Cellou, pour faire plaisir aux politiques qui s’agitent sur les réseaux sociaux, décide de priver son parti des élections législatives. Parce que, selon lui, comme s’il faisait une ‘‘géniale découverte’’, les dés sont ‘‘pipés’’. Et pourtant, lui rétorque un des amis de l’opposition, Mamadou Bah Baadiko pour ne pas le nommer, le ‘‘fichier actuel n’est pas pire que 2015 ou 2013. Et pourtant, ils n’avaient pas boycotté les précédentes élections. Il n’y a pas plus d’anomalies aujourd’hui qu’il y en avait à l’époque, on n’en parlait moins à l’époque. Donc on ne peut gagner une guerre en refusant de la mener’’.

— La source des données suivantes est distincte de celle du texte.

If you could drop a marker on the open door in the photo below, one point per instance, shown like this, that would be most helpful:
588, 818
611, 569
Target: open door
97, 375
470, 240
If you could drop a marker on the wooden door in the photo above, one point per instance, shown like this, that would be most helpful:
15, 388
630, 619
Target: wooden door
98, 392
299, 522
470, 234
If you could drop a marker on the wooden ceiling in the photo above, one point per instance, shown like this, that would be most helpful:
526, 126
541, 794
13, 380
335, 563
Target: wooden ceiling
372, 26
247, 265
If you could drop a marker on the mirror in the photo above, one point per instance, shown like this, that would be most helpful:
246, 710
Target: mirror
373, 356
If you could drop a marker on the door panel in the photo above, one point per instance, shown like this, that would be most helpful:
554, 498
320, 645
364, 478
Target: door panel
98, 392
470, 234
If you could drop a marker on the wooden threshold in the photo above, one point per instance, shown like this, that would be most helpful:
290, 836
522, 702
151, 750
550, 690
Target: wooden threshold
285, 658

Les conséquences du boycott des législatives pourraient être fatales au principal parti de l’opposition pour des raisons ci-dessous.

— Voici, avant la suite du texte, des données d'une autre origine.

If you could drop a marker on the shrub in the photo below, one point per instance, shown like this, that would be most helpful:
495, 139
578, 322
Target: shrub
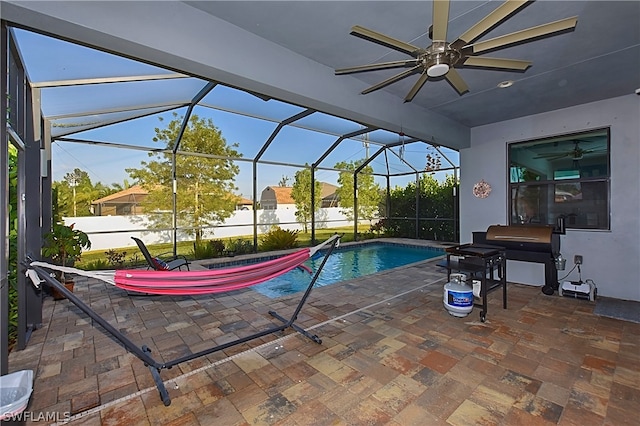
240, 246
278, 239
98, 265
115, 258
208, 249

1-Finances. D’abord une anecdote. Tout jeune reporter, en début des années 2000, je vins interviewer Siradiou Diallo à Coléah. En marge de l’interview, il me dit qu’un politicien averti en Afrique, ne boycotte jamais les législatives. Il aurait appris cette leçon de ses nombreux amis chefs d’Etats africains. Parce qu’avoir un député c’est de trouver un job pour un militant ; et s’assurer du soutien de toute sa famille (dans le sens africain du terme). Mieux, les députés participent au financement du parti (à l’UFDG, c’est 30% du salaire). Les députés guinéens gagnent au bas mot, 25 millions GNF mensuels. Ce qui, au regard du SMIG (440 mille GNF), est mirobolant en Guinée. Dalein en refusant d’aller aux législatives, coupe à son parti et à de nombreux militants une manne financière. Récemment, la pagaille organisée par les députés de son parti réclamant au président de l’assemblée, des primes relevait plus de la nécessité que du principe. Il aurait dû prendre la graine ; hélas !

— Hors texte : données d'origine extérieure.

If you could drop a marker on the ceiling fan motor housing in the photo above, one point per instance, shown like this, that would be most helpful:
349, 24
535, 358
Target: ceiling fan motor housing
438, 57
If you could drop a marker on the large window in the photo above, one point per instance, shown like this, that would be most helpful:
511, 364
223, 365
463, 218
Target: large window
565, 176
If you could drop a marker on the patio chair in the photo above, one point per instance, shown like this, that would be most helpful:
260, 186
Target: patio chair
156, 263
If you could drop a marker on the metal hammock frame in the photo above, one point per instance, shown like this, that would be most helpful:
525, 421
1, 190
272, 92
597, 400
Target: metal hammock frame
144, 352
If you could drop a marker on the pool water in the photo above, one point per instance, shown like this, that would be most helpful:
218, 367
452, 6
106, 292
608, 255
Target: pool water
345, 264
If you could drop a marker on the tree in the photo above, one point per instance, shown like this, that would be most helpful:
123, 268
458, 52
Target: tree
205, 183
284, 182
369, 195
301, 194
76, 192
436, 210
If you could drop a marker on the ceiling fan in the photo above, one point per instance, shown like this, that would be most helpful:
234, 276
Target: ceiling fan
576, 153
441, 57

2-Politiques. L’autre enseignement que j’ai eu de Siradiou Diallo, était qu’aux frais de l’Etat, le député s’octroie un espace pour défendre les idéaux de son parti ; aux frais de la princesse, il s’offre des voyages pour vendre la bonne image de son parti et à contrario clouer au pilori, la gouvernance avec plus de légitimité. Etre absent d’un tel espace, et pendant cinq ans, n’augure sans nul doute pas des lendemains meilleurs. Privé de parole au sein d’un des principaux piliers institutionnels de l’Etat, l’UFDG risque de se retrouver en lambeaux.

3. Logiques. On ne fait pas la politique uniquement avec des intentions mais plutôt avec des choses concrètes qui permettent légalement de toucher une grande partie de la population. Croire, par on ne sait quelle opération du saint esprit, dans un pays miné par les divisions politiques et ethniques, qu’on peut imposer sa volonté à un pouvoir qui dispose de tous les moyens de coercition, c’est s’éloigner dangereusement de la réalité. Bâ Mamadou, en son temps, l’a appris à ses dépens, lui qui par la rhétorique enflammée empêchait le régime de Lansana Conté de trouver le sommeil. Un de mes grands frères dans le journalisme me raconte comment, après avoir passé des mois au gnouf, le courageux leader de l’Union pour la Nouvelle République (UNR), a catégoriquement refusé de verser dans la ‘‘polémique inutile’’ (en fait une simple demande d’interview). Que dire du mot d’ordre de boycott actif lancé par les opposants au projet de changement constitutionnel en début des années 2000 ? Ils se sont retrouvés tous isolés et incapables d’influencer le cours des choses, jusqu’à trouver des moyens de réaction… 5 ans plus tard.